Plötzlich kommt Bewegung in den Raum. Erst tröpfeln Menschen aus dem Saal, schieben sich mit einem geflüsterten „Entschuldigung“ durch das Projektorlicht. Später werden es mehr und mehr. Sie fliehen vor dem portugiesischen Wettbewerbsbeitrag, der gerade der Presse gezeigt wird: „Tabu“ ist eine Inversion von F.W. Murnaus gleichnamigem Abenteuermelodram von 1931. Da wurde ein südpazifisches Liebespaar auf einer Insel von westlichen Kolonisten unterdrückt, Regisseur Miguel Gomes erzählt in „Tabu“ von einer Liebe unter Weißen im Kolonialafrika Mitte des 20.Jahrhunderts, scharf kontrastiert von zeitgenössischen Bildern aus Lissabon. Dort lebt Frau Aurora in einer schmucklosen Wohnung: Ihr Vermögen ist verspielt, nur ihr bourgeoises Gehabe und rassistische Untergriffe gegen die kapverdische Haushälterin erzählen von ihrer Vergangenheit als Weiße im exotischen Land.

Miguel Gomes misstraut klassischer Schauspielführung und anderen inszenatorischen Konventionen: Seine Figuren rezitieren die Dialoge statt sie zu sprechen, seine Bilder stilisiert er zu schwarz-weißen Schönheiten irgendwo zwischen Vergangenheit und Gegenwart. „Tabu“ ist als Film ein mehrstimmiger Sprechgesang über Macht- und Ausbeutungsverhältnisse, näher an folkloristischen Erzähltraditionen als an kommerzialisierter Spielfilmdramaturgie.

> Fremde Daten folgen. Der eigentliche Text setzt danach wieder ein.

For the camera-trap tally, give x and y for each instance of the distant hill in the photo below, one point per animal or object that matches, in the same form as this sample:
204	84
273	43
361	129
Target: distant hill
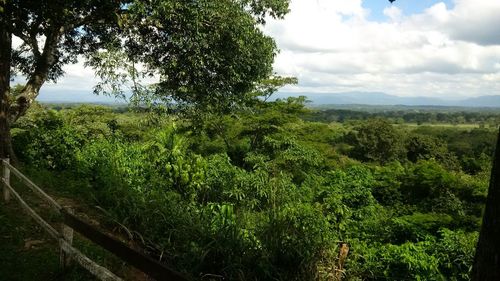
378	98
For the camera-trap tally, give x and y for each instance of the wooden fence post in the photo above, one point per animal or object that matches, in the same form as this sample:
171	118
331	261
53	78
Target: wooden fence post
6	178
67	235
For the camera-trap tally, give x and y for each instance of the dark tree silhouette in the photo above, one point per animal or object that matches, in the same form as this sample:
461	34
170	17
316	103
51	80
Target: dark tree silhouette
487	259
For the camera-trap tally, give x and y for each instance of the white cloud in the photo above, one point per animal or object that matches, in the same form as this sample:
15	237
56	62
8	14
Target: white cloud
332	46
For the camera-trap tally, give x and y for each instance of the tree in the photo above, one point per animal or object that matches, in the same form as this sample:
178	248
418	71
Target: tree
487	259
376	140
207	53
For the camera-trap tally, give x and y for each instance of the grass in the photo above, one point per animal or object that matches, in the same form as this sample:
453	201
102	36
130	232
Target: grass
28	253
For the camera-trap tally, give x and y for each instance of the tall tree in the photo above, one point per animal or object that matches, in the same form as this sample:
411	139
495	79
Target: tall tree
487	259
206	53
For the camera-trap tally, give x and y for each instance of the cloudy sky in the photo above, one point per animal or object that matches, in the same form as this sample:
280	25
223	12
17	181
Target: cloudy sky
448	49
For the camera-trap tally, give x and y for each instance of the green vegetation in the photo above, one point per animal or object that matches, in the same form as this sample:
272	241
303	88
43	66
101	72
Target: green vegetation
262	194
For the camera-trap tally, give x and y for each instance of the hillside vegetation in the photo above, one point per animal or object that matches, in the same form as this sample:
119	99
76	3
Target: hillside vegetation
267	195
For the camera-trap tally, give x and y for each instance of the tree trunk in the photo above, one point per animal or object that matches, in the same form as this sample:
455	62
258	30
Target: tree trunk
487	259
5	64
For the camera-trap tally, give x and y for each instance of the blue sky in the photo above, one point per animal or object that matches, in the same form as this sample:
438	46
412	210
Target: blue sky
446	49
409	7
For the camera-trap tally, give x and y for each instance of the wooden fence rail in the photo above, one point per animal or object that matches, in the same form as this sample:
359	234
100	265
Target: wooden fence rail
71	222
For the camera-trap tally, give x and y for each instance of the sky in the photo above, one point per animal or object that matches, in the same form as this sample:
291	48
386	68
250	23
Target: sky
447	49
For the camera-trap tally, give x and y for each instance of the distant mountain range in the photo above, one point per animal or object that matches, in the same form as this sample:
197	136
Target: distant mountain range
377	98
318	99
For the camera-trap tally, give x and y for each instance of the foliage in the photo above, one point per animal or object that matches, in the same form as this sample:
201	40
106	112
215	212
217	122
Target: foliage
376	140
265	195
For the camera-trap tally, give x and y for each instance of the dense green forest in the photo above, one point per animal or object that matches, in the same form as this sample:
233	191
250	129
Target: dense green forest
271	192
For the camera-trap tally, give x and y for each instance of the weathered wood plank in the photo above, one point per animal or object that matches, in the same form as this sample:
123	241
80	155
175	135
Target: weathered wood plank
98	271
67	235
32	213
32	186
133	257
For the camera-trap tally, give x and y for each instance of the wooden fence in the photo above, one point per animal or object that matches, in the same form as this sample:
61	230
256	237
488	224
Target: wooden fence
71	222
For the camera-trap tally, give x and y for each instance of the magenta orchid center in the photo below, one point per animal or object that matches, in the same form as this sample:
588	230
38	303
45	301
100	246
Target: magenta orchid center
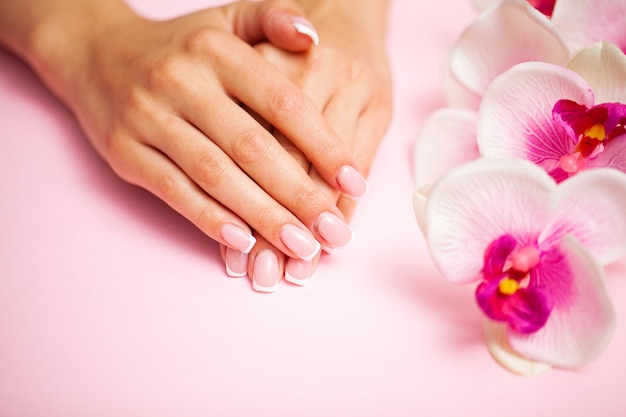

Als Zuschauer muss man sich einlassen können auf den eigentümlichen Rhythmus dieses Stücks, das völlig unerwartet im Berlinale-Wettbewerb gelandet ist. Vielleicht ist die Präsentation von „Tabu“ auch ein Indikator für Nachjustierungen der zuletzt ins kritische Kreuzfeuer geratenen Berlinale-Programmatik der Ära Kosslick.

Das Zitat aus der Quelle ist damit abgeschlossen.